Question

The centres of spheres 1, 2 and 3 lie on a single straight line. Sphere 1 moving with an (initial) velocity \[{{v}_{1}}\]directed along this line and hits sphere 2. Sphere 2 acquiring after the collision a velocity\[{{v}_{2}}\], hit sphere 3. Both collisions are absolutely elastic. What must be the mass of sphere 2 (in kg) for sphere 3 to acquire maximum velocity (The masses and of spheres 1 and 3 are 9 kg and 1 kg respectively)?

Answer 1

Hint: The concept to be used to solve this problem is the law of conservation of the momentum and the elastic collision features.

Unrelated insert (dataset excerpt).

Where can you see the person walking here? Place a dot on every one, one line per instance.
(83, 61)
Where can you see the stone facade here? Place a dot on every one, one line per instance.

The feature of the elastic collision involves the conservation of momentum along with the conservation of kinetic energy.
Formula used:
\[{{m}_{1}}{{v}_{1}}={{m}_{2}}{{v}_{2}}\]

Complete answer:
From the given information, we have the data as follows.
The mass of sphere 1, \[{{m}_{1}}=9\,kg\]
The mass of sphere 3, \[{{m}_{3}}=1\,kg\]
The velocity of sphere 1, \[{{v}_{1}}\]
The velocity of sphere 3, \[{{v}_{3}}\]
The law of conservation of momentum states that the product of mass and velocity before the collision equals the product of mass and velocity after collision. Thus, the total momentum is conserved. An elastic collision is a collision in which there will be no loss of the kinetic energy upon collision.
Direct method:
Using the law of conservation of momentum and taking into consideration the elastic collision property, the collision between the spheres 1 and 2 and the collision between the spheres 2 and 3 is given as follows.
\[\dfrac{{{m}_{1}}}{{{m}_{2}}}=\dfrac{{{m}_{2}}}{{{m}_{3}}}\]
Let the mass of sphere 2 be represented as ‘m’.
Substitute the values.
\[\begin{align}
  & \dfrac{9}{m}=\dfrac{m}{1} \\
 & \Rightarrow {{m}^{2}}=9 \\
 & \therefore m=3\,kg \\
\end{align}\]
\[\therefore \]The mass of the sphere 2 is 3 kg.
Step by step method.
According to the law of conservation of momentum, the momentum before collision equals the momentum after collision, so, the collision between the spheres 1 and 2 is given as follows.
\[{{m}_{1}}{{v}_{1}}+{{m}_{2}}{{v}_{2}}={{m}_{1}}u\]
As the collision is elastic, so,
\[\dfrac{{{v}_{2}}-{{v}_{1}}}{u-0}=1\]
\[{{v}_{2}}-{{v}_{1}}=u\]
\[\therefore {{v}_{2}}=\dfrac{2{{m}_{1}}u}{{{m}_{1}}+{{m}_{2}}}\]…… (1)
Similarly, the collision between the spheres 2 and 3 is given as follows.
\[{{m}_{2}}{{v}_{2}}+{{m}_{3}}{{v}_{3}}={{m}_{2}}u\]
As the collision is elastic, so,
\[\dfrac{{{v}_{3}}-{{v}_{2}}}{u-0}=1\]
\[{{v}_{3}}-{{v}_{2}}=u\]
\[\therefore {{v}_{3}}=\dfrac{2{{m}_{2}}u}{{{m}_{3}}+{{m}_{2}}}\]…… (2)
Comparing the equations (1) and (2), we get,
\[\dfrac{2{{m}_{1}}u}{{{m}_{1}}+{{m}_{2}}}=\dfrac{2{{m}_{2}}u}{{{m}_{3}}+{{m}_{2}}}\]
Substitute the values of masses.
\[\begin{align}
  & \dfrac{9}{9+{{m}_{2}}}=\dfrac{{{m}_{2}}}{1+{{m}_{2}}} \\
 & \Rightarrow 9(1+{{m}_{2}})={{m}_{2}}(9+{{m}_{2}}) \\
 & \Rightarrow 9=m_{2}^{2} \\
 & \therefore {{m}_{2}}=3\,kg \\
\end{align}\]

Note:
Initially all the spheres were at rest, so, we have equated the difference between their velocities and even it was given that both of the collisions were elastic. Being elastic collision refers to the conservation of kinetic energy along with conservation of the momentum.